Disclaimer: This may sound like a rant but it isn't meant to be. In the wise words of Raymond Chen this is meant to highlight problems that are harming the productivity of developers and knowledge workers in today's world. No companies or programs will be named because the intent is not to mock or ridicule. 

This morning I had to rush into work early instead of going to the gym because of two limitations in the software around us.

Problem #1: Collaborative Document Editing

So a bunch are working on a document that is due today. Yesterday I wanted to edit the document but found out I could not because the software claimed someone else was currently editing the document. So I opened it in read-only mode, copied out some data, edited it and then sent my changes in an email to the person who was in charge of the document. As if that wasn’t bad enough…
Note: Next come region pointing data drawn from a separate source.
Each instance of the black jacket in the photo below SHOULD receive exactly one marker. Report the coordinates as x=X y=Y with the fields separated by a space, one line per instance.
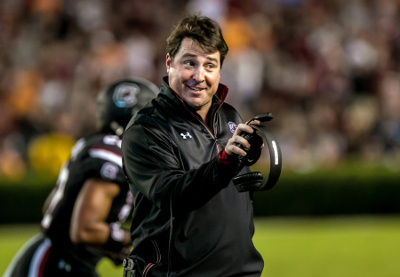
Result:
x=188 y=216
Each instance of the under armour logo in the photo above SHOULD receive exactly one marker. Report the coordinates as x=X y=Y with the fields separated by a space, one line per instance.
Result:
x=185 y=136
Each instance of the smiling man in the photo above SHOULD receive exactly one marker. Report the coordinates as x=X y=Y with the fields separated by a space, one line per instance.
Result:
x=180 y=153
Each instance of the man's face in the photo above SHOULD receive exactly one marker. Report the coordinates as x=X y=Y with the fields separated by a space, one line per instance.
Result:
x=194 y=75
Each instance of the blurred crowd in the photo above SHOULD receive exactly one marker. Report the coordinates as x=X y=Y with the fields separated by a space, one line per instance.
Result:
x=327 y=70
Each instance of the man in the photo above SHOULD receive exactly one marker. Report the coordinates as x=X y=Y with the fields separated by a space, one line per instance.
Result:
x=84 y=212
x=180 y=153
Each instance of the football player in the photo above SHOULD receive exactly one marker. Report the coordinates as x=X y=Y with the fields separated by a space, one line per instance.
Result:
x=84 y=212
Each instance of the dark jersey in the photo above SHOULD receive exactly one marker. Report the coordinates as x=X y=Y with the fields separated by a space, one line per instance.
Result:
x=96 y=156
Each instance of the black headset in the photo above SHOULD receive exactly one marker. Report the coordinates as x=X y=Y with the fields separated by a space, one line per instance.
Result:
x=255 y=181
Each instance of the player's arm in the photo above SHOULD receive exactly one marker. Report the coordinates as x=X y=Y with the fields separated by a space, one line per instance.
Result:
x=92 y=206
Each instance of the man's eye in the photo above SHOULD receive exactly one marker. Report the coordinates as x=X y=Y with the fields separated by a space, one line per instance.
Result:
x=210 y=66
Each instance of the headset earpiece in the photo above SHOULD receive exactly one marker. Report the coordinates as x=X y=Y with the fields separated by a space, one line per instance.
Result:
x=255 y=181
x=248 y=181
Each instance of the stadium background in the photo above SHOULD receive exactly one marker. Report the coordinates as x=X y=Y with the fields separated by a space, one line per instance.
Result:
x=327 y=70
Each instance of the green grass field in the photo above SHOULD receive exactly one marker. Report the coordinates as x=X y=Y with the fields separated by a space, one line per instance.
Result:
x=292 y=247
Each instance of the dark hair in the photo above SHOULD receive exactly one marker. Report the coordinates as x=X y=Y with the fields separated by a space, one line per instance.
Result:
x=201 y=29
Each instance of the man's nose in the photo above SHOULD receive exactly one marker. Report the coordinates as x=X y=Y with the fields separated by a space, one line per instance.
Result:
x=199 y=74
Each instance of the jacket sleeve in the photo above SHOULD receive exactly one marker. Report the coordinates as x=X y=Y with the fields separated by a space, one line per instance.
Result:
x=152 y=165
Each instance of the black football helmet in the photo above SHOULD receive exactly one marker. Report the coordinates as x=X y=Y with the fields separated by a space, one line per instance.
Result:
x=120 y=100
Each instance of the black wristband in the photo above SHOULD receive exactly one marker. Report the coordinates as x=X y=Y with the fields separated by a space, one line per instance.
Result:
x=115 y=238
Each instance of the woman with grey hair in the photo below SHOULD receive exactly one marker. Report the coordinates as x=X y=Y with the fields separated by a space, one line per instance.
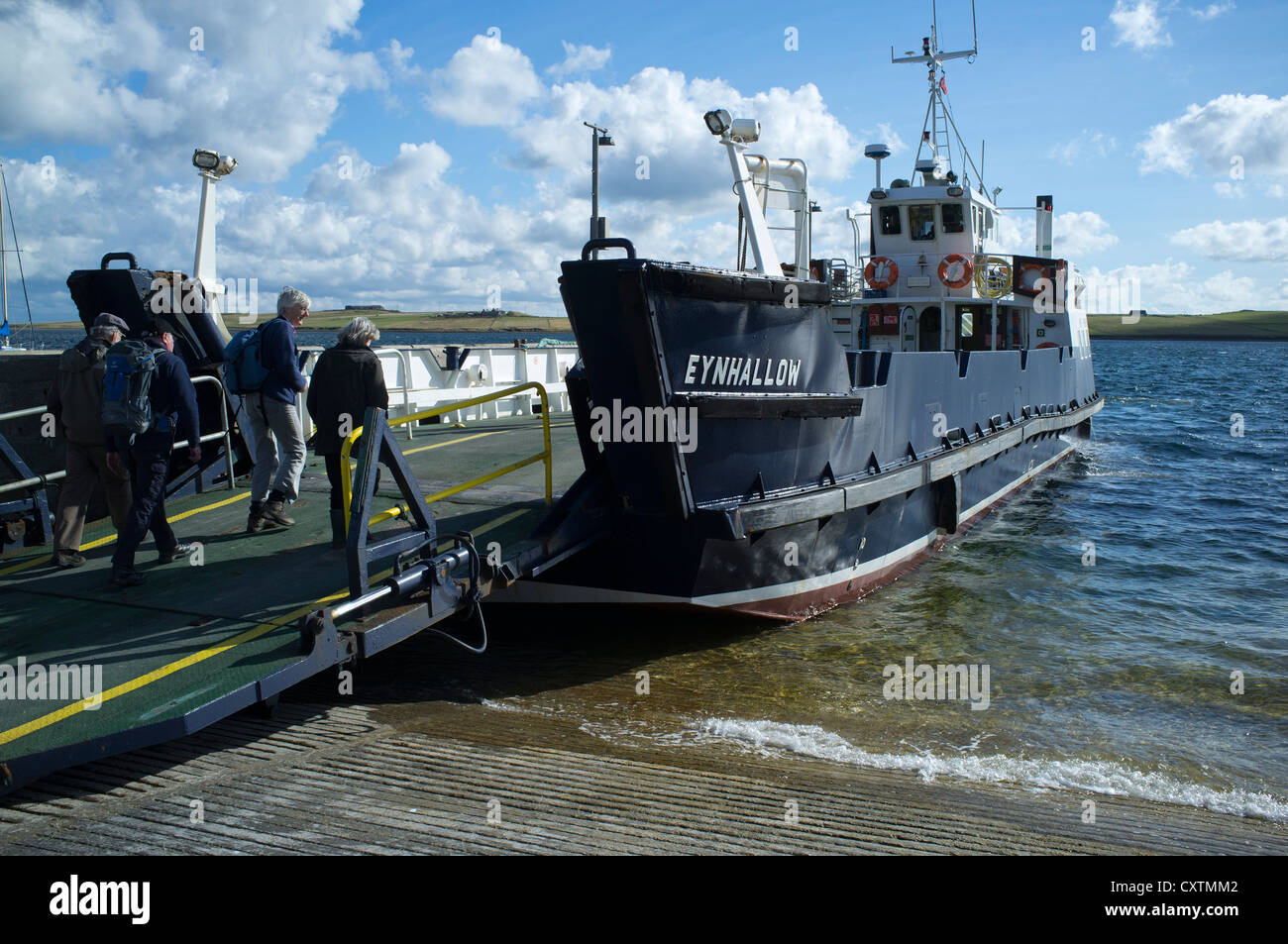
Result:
x=273 y=420
x=347 y=380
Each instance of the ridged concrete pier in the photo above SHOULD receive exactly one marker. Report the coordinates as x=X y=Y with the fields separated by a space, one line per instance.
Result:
x=443 y=777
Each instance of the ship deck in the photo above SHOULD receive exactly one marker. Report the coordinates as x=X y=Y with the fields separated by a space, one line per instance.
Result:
x=198 y=642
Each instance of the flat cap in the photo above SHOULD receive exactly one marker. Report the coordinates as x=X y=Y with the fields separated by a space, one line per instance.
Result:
x=106 y=320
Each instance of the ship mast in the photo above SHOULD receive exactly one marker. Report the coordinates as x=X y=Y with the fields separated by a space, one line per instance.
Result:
x=939 y=123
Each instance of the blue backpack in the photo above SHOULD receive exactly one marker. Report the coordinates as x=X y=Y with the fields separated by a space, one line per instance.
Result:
x=125 y=408
x=244 y=362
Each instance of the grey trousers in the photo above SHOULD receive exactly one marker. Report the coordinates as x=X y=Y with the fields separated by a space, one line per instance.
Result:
x=278 y=441
x=86 y=467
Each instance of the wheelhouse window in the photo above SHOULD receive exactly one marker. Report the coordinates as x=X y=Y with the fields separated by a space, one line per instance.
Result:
x=952 y=214
x=889 y=220
x=921 y=223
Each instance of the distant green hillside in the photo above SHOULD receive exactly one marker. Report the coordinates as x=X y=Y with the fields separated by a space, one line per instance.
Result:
x=1228 y=326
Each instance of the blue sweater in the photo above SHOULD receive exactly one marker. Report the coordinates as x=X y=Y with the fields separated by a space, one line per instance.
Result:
x=281 y=361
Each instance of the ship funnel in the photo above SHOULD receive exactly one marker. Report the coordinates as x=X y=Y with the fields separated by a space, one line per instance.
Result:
x=928 y=170
x=877 y=153
x=1042 y=237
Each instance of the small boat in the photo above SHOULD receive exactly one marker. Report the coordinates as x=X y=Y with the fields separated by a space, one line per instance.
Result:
x=5 y=206
x=784 y=437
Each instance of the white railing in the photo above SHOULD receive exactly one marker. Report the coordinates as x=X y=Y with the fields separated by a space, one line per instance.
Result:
x=223 y=433
x=417 y=380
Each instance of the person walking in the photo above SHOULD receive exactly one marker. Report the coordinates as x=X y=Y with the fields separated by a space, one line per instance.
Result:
x=174 y=411
x=273 y=419
x=75 y=399
x=347 y=380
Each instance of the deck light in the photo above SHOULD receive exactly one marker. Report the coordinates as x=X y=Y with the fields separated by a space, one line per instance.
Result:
x=211 y=162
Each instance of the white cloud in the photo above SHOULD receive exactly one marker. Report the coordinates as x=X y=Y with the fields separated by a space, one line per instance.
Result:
x=1171 y=287
x=124 y=77
x=580 y=59
x=399 y=60
x=1140 y=25
x=657 y=117
x=1212 y=11
x=1083 y=146
x=1241 y=134
x=1078 y=235
x=1247 y=241
x=485 y=82
x=1074 y=235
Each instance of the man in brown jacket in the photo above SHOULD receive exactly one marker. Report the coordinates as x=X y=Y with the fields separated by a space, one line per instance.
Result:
x=73 y=399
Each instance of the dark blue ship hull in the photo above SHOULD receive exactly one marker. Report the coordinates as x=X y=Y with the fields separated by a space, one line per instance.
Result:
x=810 y=474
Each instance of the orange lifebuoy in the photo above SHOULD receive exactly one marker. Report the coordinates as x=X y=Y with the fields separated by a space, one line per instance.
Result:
x=956 y=270
x=881 y=271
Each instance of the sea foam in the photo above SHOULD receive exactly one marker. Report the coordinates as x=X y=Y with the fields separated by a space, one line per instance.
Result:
x=1095 y=777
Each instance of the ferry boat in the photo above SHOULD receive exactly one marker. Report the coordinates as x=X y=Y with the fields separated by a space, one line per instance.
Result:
x=784 y=437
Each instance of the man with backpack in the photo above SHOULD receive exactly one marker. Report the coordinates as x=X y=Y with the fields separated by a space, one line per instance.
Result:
x=75 y=399
x=273 y=419
x=149 y=400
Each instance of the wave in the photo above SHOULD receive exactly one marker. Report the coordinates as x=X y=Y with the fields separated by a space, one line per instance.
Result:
x=1095 y=777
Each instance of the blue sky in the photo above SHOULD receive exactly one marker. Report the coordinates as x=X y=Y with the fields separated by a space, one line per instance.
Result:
x=425 y=155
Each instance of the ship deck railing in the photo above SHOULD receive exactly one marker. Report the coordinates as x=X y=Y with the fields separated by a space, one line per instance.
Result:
x=222 y=434
x=224 y=630
x=416 y=381
x=542 y=456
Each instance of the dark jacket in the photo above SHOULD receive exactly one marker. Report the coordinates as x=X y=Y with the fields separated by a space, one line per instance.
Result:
x=346 y=380
x=174 y=407
x=281 y=360
x=76 y=393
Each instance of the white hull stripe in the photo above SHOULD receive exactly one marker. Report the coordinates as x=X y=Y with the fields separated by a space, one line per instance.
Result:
x=532 y=591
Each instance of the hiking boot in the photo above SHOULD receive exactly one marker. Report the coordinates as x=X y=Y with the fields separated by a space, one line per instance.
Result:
x=67 y=559
x=125 y=577
x=180 y=550
x=256 y=520
x=274 y=513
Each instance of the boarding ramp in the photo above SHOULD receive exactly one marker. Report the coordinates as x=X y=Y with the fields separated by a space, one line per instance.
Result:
x=455 y=517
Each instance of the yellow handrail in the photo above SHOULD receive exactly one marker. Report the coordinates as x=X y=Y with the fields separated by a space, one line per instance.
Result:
x=347 y=449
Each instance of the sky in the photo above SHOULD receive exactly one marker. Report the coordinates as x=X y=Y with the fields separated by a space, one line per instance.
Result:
x=432 y=156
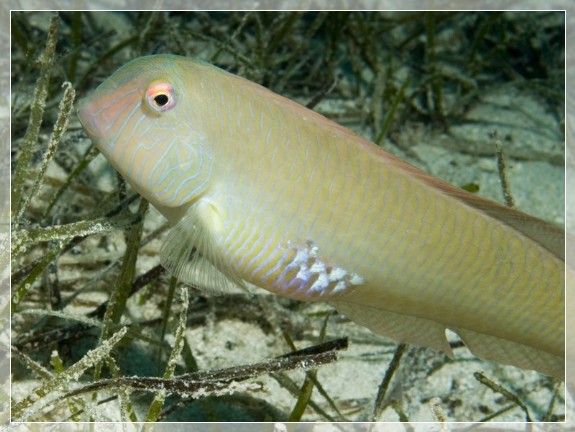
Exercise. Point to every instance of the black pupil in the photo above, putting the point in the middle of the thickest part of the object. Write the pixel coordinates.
(161, 100)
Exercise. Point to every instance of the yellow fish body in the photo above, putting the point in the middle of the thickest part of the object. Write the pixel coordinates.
(277, 196)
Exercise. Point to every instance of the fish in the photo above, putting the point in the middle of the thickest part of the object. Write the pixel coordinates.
(261, 191)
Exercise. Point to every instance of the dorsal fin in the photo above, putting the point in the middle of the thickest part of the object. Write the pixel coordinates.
(545, 234)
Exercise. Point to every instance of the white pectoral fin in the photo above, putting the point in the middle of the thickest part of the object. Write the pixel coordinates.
(191, 253)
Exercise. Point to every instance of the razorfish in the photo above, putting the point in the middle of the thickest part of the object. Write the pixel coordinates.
(275, 195)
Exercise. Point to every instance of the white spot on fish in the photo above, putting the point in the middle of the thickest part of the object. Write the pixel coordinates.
(313, 274)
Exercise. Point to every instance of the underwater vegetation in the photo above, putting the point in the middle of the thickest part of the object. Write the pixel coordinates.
(101, 332)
This morning, as I'm driving to the gym for my morning work out, I glance at my phone to see that I've received mail from several co-workers because it I've "locked" the document and no one can make their changes. When I get to work, I find out that I didn’t close the document within the application and this was the reason none of my co-workers could edit it. Wow.

The notion that only one person at a time can edit a document or that if one is viewing a document, it cannot be edited seems archaic in today’s globally networked world. Why is software taking so long to catch up?

Problem #2: Loosely Coupled XML Web Services

While I was driving to the office I noticed another email from one of the services that integrates with ours via a SOAP-based XML Web Service. As part of the design to handle a news scenario we added a new type that was going to be returned by one of our methods (e.g. imagine that there was a GetFruit() method which used to return apples and oranges which now returns apples, oranges and bananas) . This change was crashing the applications that were invoking our service because they weren’t expecting us to return bananas.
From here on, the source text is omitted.